Sorriso encara o novo jogo fora de campo: 'telefone não para'

Gerente remunerado do Santa Cruz há um pouco mais de um mês, o ex-volante usa a bagagem de 22 anos no futebol e os estudos de gestão esportiva para exercer a função de dirigente pela primeira vez

Luciano Sorriso tem 35 anos e se aposentou dos gramados em maio deste anoLuciano Sorriso tem 35 anos e se aposentou dos gramados em maio deste ano - Foto: Arthur Mota/Folha de Pernambuco

 

Há pouco mais de um mês exercendo a função de executivo de futebol pela primeira vez na carreira, Luciano Sorriso tem convivido com uma rotina agitada no Santa Cruz. Segundo ele, o telefone não para, sendo preciso carregá-lo três vezes por dia para não perder a comunicação com o mercado. As novas práticas como gerente remunerado são desafiadoras e bem diferentes das que executou como jogador até o mês de maio deste ano, quando se aposentou dos gramados, aos 35 anos. O último clube do ex-volante foi a Portuguesa/SP.
“Confesso que as preocupações de um dirigente são maiores. Como atleta, procurava só me dedicar nos treinos e buscar o melhor dentro de campo. Produzia nos gramados e nas folgas relaxava para descansar o corpo. Como diretor, a mente não para. Passo boa parte do dia trabalhando. Não é à toa que tenho dormido pouco, mas o momento pede isso e sabia que iria acontecer”, declarou.
A interação do diretor, que foi contratado pelo Santa no dia 5 de novembro deste ano e chegou ao Arruda como status de “superministro”, com o presidente Constantino Júnior, o técnico Leston Júnior e os jogadores do elenco é intensa. Além do acúmulo de tarefas, ele ainda é um dos responsáveis por negociar a contratação de reforços com diversos empresários. “É difícil até mensurar o número de ligações que recebo por dia. O telefone não para e tem sido bem difícil. Procuro dar atenção a todos (os agentes)”, contou.
Assim que iniciou o seu trabalho no Arruda, Luciano Sorriso destacou que usaria a bagagem de 22 anos no futebol, sendo 16 como atleta profissional, para atrair jogadores. Ele, por exemplo, passou por mais de 15 clubes diferentes, sendo capitão e referência em alguns deles, inclusive no próprio Santa Cruz, em 2013 e 2014. O seu bom relacionamento foi um dos pontos que chamaram a atenção do presidente Constantino Júnior, que o convidou para fazer parte da gestão como homem forte da diretoria na temporada 2019.
“Amigos me ligam diariamente pedindo uma força, até porque ‘até ontem’ estava dentro de campo.
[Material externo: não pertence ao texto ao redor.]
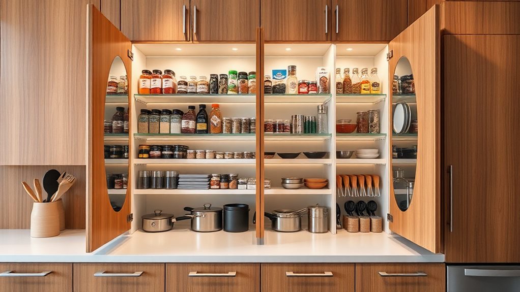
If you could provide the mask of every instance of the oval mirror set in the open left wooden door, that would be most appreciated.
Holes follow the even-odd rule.
[[[105,172],[110,204],[119,212],[128,185],[128,80],[120,57],[110,67],[105,98]],[[126,138],[125,138],[126,137]]]

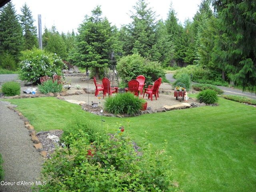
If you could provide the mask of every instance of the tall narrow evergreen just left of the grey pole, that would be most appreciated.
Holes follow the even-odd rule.
[[[34,46],[38,47],[38,38],[36,26],[34,26],[34,19],[32,17],[32,12],[25,3],[20,9],[22,14],[20,15],[20,22],[22,26],[25,46],[24,50],[31,50]]]

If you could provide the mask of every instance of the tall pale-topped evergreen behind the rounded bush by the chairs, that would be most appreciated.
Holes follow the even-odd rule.
[[[122,26],[120,30],[123,51],[126,55],[138,53],[145,58],[159,61],[162,52],[157,46],[162,46],[162,43],[158,42],[159,34],[156,36],[159,21],[155,22],[155,12],[148,8],[144,0],[138,0],[133,8],[136,12],[130,16],[132,23]]]

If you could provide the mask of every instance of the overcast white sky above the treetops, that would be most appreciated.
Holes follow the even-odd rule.
[[[38,26],[38,14],[42,18],[42,32],[44,27],[50,29],[56,26],[58,32],[67,33],[77,32],[79,24],[83,23],[84,16],[91,15],[91,11],[97,5],[101,6],[102,16],[106,16],[112,25],[116,24],[120,28],[123,24],[129,24],[130,11],[135,12],[132,6],[136,5],[137,0],[11,0],[15,5],[17,14],[20,8],[28,5],[32,12],[35,26]],[[156,12],[158,19],[166,20],[172,2],[172,8],[177,13],[179,22],[183,23],[186,19],[192,20],[198,10],[201,0],[146,0],[148,8]]]

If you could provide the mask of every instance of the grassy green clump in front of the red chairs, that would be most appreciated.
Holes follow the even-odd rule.
[[[130,116],[142,109],[143,100],[134,96],[133,93],[116,94],[116,96],[106,98],[104,110],[109,113],[129,114]]]

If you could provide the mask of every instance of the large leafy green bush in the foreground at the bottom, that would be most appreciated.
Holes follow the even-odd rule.
[[[98,133],[98,138],[101,134]],[[55,191],[178,191],[172,180],[170,157],[165,150],[152,152],[150,145],[138,156],[132,141],[122,134],[88,144],[83,135],[72,146],[55,150],[42,169],[46,185],[39,192]]]

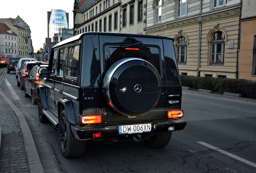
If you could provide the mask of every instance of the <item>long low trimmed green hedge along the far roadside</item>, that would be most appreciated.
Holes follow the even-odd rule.
[[[182,86],[191,89],[206,89],[215,93],[224,92],[241,94],[242,97],[256,99],[256,81],[231,78],[208,78],[195,76],[180,76]]]

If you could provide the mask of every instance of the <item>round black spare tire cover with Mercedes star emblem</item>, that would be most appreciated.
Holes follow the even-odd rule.
[[[140,58],[124,58],[115,62],[103,79],[103,95],[116,112],[140,116],[157,104],[161,80],[156,68]]]

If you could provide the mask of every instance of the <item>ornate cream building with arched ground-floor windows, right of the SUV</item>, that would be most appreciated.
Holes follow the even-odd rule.
[[[180,74],[237,78],[242,0],[148,0],[146,34],[175,39]]]

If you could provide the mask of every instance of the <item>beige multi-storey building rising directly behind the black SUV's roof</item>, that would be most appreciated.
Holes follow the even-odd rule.
[[[145,34],[146,0],[75,0],[74,35],[83,32]]]

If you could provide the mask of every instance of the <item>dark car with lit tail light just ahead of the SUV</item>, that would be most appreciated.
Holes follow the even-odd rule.
[[[27,78],[24,83],[24,96],[32,97],[32,104],[36,105],[38,100],[38,92],[37,88],[41,86],[43,78],[46,77],[48,64],[39,64],[33,66],[30,70]],[[26,74],[21,74],[22,76],[26,76]]]

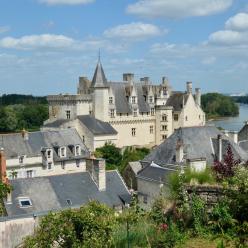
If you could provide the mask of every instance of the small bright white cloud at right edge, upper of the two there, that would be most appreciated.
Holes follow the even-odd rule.
[[[248,31],[248,13],[238,13],[226,21],[226,29]]]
Ele acham que, às vezes, esses fatores de convivência e de amizade obrigam a ajudá-los, mas não é dessa forma. É preciso ser profissional para não misturar as coisas e por isso avalio da melhor forma, procurando escutar todos”, revelou.
Em pouco tempo de capacitação na área, Sorriso se preparou fazendo cursos de gestão esportiva na Universidade do Futebol e na Confederação Brasileira de Futebol (CBF), além de iniciar uma faculdade em Educação Física. Ele tem buscado colocar em prática a teoria que aprendeu na carreira.
“A resposta na nova função tem sido positiva após a oportunidade surgir antes do esperado. Muita gente tinha dito que eu tinha perfil para isso pela minha personalidade e pelas experiências de gerir situações boas e ruins do futebol. Escuto pessoas e já vi exemplos corretos. Procuro ouvir todos dentro das minhas convicções e tento exercer o que tenho estudado”, pontuou.